While working in London for British American Tobacco, I was a member of the mergers and acquisitions team. As part of this role, I had the opportunity to visit a number of areas most people never go. One such place was Sarajevo. Having at one point hosted the 1984 winter Olympics, the area was almost completely destroyed in the Bosnian War during the early 1990s. While the scars and hardship of the conflict were still very apparent both on the infrastructure and people when I visited in 2001, the hope of a better future was just as apparent. The people of Sarajevo were kind, friendly and engaging. They made me feel at ease and I never felt any concern for my safety or security while I was there.
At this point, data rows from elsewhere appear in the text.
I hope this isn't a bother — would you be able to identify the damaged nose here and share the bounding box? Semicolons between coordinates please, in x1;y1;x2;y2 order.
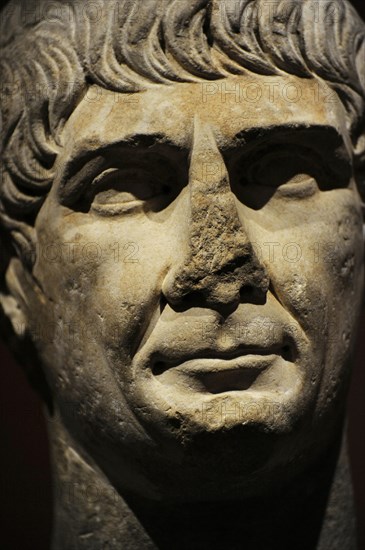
162;120;269;314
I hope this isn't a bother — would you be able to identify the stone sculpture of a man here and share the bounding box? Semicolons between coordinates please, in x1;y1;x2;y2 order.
0;0;364;548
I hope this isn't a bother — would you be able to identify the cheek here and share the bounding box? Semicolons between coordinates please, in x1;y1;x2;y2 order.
256;193;364;335
274;229;363;335
265;199;363;406
244;195;363;397
30;215;167;444
315;207;364;339
32;209;174;383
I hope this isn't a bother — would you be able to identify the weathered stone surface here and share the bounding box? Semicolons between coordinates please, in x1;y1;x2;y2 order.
0;1;364;548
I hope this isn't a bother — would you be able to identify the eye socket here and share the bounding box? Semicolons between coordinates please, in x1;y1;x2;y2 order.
229;147;335;210
84;167;174;214
92;168;169;202
243;151;316;190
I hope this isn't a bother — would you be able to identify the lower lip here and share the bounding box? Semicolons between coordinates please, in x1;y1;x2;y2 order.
154;354;280;393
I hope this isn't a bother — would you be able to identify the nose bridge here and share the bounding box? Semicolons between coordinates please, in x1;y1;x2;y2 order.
188;120;246;265
163;119;269;309
189;120;231;199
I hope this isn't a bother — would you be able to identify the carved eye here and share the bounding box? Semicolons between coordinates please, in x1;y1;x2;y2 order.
244;152;316;190
88;168;172;214
230;148;328;209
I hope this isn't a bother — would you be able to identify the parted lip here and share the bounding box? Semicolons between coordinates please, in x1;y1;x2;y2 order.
149;344;293;376
133;310;299;386
132;314;299;394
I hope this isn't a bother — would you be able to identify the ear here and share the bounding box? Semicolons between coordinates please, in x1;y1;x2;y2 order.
353;133;365;236
0;257;53;410
0;256;42;340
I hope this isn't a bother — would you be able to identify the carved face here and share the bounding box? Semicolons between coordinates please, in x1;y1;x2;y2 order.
22;73;364;499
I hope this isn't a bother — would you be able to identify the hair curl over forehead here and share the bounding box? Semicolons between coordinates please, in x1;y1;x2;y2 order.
0;0;365;267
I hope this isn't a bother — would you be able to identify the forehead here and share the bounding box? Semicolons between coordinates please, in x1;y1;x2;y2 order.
61;73;349;155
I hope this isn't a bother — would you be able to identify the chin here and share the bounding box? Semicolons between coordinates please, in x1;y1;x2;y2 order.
121;425;316;502
112;391;338;502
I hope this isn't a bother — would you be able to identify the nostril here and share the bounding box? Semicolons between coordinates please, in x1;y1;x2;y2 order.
183;291;205;305
239;285;267;305
153;361;166;376
160;295;168;314
167;290;209;311
282;344;294;362
239;285;254;298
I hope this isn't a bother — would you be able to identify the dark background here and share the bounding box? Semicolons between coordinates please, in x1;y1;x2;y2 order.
1;1;365;549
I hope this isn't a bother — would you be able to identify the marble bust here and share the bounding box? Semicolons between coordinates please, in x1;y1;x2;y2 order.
0;0;364;548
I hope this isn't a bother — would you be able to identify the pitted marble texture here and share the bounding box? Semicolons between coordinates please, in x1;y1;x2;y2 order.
0;1;364;548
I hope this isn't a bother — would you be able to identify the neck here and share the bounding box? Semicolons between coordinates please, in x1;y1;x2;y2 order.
48;417;357;550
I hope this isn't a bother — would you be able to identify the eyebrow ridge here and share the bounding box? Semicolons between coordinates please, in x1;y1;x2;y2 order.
231;123;347;151
59;134;184;186
57;133;187;204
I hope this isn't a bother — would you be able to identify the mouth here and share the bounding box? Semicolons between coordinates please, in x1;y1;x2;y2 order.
151;346;293;394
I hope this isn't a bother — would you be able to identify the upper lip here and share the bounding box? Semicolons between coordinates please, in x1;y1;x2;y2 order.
133;309;297;376
146;343;292;376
What made you want to give back to the School of Business?

I think giving back to those who have helped you is one of the most important things a person can do. Duquesne University certainly made a huge difference in my education and career, and I would not be where I am today without the help of the staff and faculty of the University. As I progressed in my life and career, I was fortunate enough to find myself in the position to give back to the School of Business. In retrospect, I waited far too long to engage with the School. Every graduate no matter how recent can certainly afford to give back a few hours or a few dollars a year. While this does not seem like much, it makes a huge difference. When tens of thousands of graduates make small gifts of their time and money, it adds up to an overwhelming amount of resources for the University and makes a material difference in total. I would recommend every alumni participate at some level in the effort to help Duquesne achieve its strategic vision.

What is the best way to start the day?

Easy, with a positive attitude. If you start your day in a bad mood, harboring stress or anxiety, you day is only going to get worse. Each person controls their own attitude, positive or negative. If you surround yourself with positivity, things generally go your way.

What is the most important piece of advice you would give to a graduate business student looking to advance professionally?

Funny enough, every semester I give a lecture on this very topic in my Executive Insights class. The four key areas I emphasize to students are:

  • Be a value added contributor — work hard, be dedicate, go the extra mile. It will be noticed and rewarded.
  • Build relationships and networks both inside and outside of your company. You never know who or when someone can help you in your career and if you have pre-existing relationships that is critical.
  • Be a team player, build up others and effectively work within different cultures.
  • Be a leader — there are so few good leaders at all levels of business. Anyone with good leadership skills will raise to the top.

What is one of your favorite things to do in Pittsburgh?

There are so many great things to do in Pittsburgh. Being a native of the area and then living in other states and countries for 15 years before moving back home, I think I have a much deeper appreciation of the many fantastic things to do here. While enjoying great sports, special events, and the arts are easy answers, my favorite thing is eating. Pittsburgh is such a great food town and there are so many excellent restaurants. Tied for first place along with eating is having an ice cold beer at my favorite bar, Froggy’s in Bloomfield (full disclosure of a shameless plug, I own the bar along with my business partners).